La forêt de Huelgoat en détails
chêne et hêtre surtout puis bouleau, peuplier, châtaignier...
Douglas, Épicéa de Sitka, Sapin de Nordmann, Sapin pectiné, Pin sylvestre et Laricio...
la plus grande surface boisée du Finistère
mètres d'altitude
en zone Natura 2000
en ZNIEFF type 1 et 2
"En quelques kilomètres, on peut sortir d’une lande des Monts d’Arrée qui n’est pas du tout le même paysage et tomber dans cette forêt-là qui est complètement autre chose", continue-t-elle. Autre chose, cela veut dire un paysage tourmenté qui peut parfois rappeler d’autres contrées.

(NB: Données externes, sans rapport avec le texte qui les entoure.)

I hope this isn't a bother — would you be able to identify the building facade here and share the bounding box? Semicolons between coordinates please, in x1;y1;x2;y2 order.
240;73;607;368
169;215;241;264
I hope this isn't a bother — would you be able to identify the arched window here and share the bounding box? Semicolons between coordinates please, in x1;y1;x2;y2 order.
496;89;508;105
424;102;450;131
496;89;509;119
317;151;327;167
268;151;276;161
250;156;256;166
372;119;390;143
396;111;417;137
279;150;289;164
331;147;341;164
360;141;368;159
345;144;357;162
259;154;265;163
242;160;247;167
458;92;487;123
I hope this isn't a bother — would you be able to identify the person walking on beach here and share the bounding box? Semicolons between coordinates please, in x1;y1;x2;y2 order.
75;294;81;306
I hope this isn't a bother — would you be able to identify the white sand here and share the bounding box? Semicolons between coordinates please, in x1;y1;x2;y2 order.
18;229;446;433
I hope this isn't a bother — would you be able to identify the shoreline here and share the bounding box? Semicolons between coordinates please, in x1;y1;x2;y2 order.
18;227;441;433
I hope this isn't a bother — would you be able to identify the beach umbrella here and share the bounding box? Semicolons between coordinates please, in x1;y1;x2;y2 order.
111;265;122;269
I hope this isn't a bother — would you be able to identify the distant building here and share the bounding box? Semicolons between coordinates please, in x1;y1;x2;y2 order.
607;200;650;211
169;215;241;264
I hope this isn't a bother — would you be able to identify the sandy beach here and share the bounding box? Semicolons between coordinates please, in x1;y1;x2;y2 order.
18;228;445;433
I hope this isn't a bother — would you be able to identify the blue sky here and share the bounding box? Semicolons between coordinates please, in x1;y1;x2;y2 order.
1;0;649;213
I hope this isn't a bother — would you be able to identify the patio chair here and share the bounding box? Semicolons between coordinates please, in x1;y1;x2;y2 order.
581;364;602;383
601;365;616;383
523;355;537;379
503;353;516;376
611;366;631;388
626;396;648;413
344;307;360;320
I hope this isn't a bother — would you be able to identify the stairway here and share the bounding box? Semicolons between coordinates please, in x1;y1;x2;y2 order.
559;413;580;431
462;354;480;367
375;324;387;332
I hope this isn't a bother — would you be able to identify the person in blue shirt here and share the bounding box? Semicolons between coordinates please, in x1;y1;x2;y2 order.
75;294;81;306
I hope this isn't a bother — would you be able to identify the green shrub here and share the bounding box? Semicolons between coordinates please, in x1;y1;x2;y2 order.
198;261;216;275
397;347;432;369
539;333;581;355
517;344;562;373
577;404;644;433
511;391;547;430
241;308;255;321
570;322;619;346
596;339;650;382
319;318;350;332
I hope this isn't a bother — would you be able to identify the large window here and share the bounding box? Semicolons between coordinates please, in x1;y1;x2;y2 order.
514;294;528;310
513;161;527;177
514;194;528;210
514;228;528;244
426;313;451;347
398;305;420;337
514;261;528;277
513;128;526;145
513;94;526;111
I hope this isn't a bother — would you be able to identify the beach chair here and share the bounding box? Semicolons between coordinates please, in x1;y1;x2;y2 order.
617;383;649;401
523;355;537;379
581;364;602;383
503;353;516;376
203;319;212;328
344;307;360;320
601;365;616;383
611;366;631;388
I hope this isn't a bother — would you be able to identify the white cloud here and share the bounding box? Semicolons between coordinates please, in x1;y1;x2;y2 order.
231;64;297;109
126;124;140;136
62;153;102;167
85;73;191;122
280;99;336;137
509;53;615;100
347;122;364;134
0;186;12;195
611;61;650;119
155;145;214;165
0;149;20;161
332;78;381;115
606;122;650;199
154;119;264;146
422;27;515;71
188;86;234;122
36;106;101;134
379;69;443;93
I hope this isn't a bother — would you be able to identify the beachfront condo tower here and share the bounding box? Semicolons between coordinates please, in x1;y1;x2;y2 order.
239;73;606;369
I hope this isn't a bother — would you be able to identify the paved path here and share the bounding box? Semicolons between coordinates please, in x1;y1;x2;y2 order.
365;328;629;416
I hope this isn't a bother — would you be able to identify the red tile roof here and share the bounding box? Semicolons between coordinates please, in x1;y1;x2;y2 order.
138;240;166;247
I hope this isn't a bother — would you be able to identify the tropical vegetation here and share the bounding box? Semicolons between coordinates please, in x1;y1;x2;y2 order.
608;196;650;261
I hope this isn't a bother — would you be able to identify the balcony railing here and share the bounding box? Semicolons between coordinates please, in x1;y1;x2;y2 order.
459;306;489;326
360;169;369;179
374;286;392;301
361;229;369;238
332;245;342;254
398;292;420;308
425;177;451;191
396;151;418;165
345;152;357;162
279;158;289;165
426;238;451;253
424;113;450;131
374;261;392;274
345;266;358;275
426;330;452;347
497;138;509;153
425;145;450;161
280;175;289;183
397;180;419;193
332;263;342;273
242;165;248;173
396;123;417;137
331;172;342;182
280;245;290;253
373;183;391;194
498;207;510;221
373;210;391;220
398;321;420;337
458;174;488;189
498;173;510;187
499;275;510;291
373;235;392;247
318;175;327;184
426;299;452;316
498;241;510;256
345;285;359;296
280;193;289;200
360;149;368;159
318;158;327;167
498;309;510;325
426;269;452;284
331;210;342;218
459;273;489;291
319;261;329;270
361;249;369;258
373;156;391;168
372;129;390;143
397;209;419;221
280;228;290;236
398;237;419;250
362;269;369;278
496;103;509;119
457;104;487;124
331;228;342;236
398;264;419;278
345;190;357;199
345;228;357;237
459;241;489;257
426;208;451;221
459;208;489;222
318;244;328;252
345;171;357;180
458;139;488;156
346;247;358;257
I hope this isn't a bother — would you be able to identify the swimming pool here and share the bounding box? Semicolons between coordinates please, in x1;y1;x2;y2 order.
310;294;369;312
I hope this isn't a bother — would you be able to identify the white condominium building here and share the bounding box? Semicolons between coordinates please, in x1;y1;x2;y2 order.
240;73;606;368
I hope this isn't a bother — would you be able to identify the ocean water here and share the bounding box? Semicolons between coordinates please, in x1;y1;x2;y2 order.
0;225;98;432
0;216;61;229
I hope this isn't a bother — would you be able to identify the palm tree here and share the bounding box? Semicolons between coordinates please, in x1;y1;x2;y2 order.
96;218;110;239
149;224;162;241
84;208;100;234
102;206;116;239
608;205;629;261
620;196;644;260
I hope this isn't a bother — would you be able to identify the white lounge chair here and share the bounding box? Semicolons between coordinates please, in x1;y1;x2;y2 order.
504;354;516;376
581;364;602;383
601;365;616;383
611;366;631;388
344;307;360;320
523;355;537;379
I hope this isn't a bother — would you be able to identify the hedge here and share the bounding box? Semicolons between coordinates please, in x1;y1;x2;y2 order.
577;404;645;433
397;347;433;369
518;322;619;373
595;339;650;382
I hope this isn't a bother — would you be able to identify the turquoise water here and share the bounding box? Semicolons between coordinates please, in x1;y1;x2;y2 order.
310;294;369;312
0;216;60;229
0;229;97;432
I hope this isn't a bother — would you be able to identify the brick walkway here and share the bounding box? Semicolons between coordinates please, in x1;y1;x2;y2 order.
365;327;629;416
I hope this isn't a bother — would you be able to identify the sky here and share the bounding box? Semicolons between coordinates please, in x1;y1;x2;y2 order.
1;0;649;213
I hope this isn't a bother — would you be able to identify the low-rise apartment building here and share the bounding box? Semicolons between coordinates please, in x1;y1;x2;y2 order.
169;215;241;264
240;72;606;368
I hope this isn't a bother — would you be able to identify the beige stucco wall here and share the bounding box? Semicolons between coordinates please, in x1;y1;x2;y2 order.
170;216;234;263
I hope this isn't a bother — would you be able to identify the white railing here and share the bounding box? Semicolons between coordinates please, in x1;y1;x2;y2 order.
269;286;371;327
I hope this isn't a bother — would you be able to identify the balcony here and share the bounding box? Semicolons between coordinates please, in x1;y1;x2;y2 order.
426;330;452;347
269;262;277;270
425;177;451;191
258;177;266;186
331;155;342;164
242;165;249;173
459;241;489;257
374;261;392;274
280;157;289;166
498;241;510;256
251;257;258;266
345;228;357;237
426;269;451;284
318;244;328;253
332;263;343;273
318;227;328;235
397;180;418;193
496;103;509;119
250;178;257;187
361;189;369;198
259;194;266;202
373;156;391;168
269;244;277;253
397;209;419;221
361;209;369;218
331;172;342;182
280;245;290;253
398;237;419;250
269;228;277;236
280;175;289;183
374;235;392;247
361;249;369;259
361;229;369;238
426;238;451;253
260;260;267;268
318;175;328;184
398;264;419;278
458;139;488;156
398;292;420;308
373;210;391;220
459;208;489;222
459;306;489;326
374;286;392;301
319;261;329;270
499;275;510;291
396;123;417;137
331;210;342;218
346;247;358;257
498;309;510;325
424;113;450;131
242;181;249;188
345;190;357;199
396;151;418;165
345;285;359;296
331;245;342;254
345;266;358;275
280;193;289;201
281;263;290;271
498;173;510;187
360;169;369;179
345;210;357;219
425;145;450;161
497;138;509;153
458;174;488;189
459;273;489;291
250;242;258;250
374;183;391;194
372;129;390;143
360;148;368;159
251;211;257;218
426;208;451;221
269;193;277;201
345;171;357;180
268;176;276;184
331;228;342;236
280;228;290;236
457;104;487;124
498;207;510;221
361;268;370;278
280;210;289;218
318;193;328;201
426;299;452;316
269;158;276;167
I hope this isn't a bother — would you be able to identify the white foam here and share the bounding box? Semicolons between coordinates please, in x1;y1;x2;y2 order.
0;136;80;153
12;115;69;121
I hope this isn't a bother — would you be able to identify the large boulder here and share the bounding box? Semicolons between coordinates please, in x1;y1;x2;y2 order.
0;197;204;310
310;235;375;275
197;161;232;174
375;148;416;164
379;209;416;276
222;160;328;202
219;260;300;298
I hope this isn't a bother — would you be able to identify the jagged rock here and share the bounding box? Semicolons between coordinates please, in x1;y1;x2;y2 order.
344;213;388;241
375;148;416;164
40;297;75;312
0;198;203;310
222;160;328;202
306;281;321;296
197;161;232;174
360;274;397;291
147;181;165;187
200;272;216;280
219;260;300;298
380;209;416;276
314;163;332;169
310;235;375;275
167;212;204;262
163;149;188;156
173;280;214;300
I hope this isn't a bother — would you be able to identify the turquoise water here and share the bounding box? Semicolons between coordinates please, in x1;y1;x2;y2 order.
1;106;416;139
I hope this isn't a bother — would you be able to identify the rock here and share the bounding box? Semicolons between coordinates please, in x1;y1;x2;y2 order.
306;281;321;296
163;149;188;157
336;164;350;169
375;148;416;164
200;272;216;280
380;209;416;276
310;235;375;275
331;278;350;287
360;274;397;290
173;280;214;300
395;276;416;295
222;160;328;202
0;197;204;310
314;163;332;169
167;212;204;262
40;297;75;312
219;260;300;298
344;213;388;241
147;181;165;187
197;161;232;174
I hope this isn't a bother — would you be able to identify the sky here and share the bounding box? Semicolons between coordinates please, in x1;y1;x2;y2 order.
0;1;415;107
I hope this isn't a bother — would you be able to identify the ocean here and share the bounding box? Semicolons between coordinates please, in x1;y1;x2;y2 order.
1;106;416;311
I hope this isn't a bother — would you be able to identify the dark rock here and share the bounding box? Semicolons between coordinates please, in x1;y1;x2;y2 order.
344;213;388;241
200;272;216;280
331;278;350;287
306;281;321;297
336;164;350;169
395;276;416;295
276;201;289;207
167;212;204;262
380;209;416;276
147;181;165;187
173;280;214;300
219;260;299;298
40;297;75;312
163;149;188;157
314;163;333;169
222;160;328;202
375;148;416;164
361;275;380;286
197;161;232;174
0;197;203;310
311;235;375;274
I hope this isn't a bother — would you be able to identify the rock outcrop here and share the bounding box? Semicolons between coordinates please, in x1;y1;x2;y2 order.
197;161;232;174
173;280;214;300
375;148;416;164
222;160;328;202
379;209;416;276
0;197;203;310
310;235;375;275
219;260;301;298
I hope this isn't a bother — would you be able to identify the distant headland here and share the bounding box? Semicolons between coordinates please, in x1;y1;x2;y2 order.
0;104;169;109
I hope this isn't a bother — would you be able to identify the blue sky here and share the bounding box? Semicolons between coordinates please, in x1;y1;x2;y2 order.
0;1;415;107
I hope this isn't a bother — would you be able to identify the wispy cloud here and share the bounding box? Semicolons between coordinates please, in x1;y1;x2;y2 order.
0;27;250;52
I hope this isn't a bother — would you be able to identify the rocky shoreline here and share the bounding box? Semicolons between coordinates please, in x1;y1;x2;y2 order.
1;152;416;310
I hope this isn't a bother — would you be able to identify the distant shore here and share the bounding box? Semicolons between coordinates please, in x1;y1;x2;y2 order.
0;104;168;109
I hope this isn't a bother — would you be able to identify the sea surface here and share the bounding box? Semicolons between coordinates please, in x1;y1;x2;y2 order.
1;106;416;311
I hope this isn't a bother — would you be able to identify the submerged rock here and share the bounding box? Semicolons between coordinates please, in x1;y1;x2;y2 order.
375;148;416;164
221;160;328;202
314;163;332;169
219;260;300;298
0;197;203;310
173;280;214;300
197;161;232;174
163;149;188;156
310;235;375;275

Pascal s’en amuse : "Quelqu’un qui n’est jamais venu à Huelgoat ne s’attend pas à trouver un paysage de montagne, de blocs rocheux, avec une forêt luxuriante d’un vert très prononcé (…). J’ai rencontré des vosgiens qui viennent ici : ils ne s’attendaient pas à trouver un paysage aussi familier !" Cette familiarité, c’est un relief avec, ici et là, des pentes recouvertes de sapins.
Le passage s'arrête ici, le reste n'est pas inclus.